Limiting the palette to just two elemental and simple materials, wood and plaster, was key to the outcome. Wood in old meeting houses is often placed where hands can rub against it for centuries and it still looks great, so lining the lower walls and floor with the same wood was very much in keeping with Quaker tradition. The space’s simplicity is not compromised by the advanced mechanical and audio-visual systems, well concealed among the design elements.
The insertion of a large solar array among the skylights that illuminate the meeting space is a fusion of performance and poetry. Sunlight is both generating electricity on the roof and is the fundamental substance of the form of the building. This seems to be a particularly important message for youth today: that you can build the art around the light itself and it will generate renewable energy; a spiritual place can thus aspire to a LEED Platinum rating.
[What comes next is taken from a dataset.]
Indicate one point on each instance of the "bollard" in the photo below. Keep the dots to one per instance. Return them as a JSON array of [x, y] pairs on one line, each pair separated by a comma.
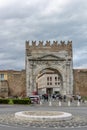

Other critical issues were accommodating the art program and knitting the building fully back into the campus. The initial schematic for a modest addition did not meet the school’s programmatic requirements, so its size was increased, only to find that it was over budget. Then the team began a very determined process to meet the program need and preserve as much of the original building as possible to rein in cost. That effort yielded a beautiful result that worked for both worship and the art and music program. Considering the context of the building, we designed landscape elements that spiral out into the site both to improve the front of the gymnasium and to engage it with greater campus activity. Reforming the front façade of the gym extends the meeting out into the campus. Many urban meeting houses have a garden that precedes its entrance. The new porch and garden at Sidwell unite the building with the plaza, and create a sense of passage and tranquility going into the meeting, a site-planning idea that emerged from Quaker tradition.
Quakers believe that any place can become sacred by virtue of the worship that is going on in it. However, there is also a sense that the simple quality of a space facilitates worship in a very positive way. Such a place of worship at the heart of the Sidwell Friends campus sends an important message about the centrality of Quaker values to the educational approach of the school.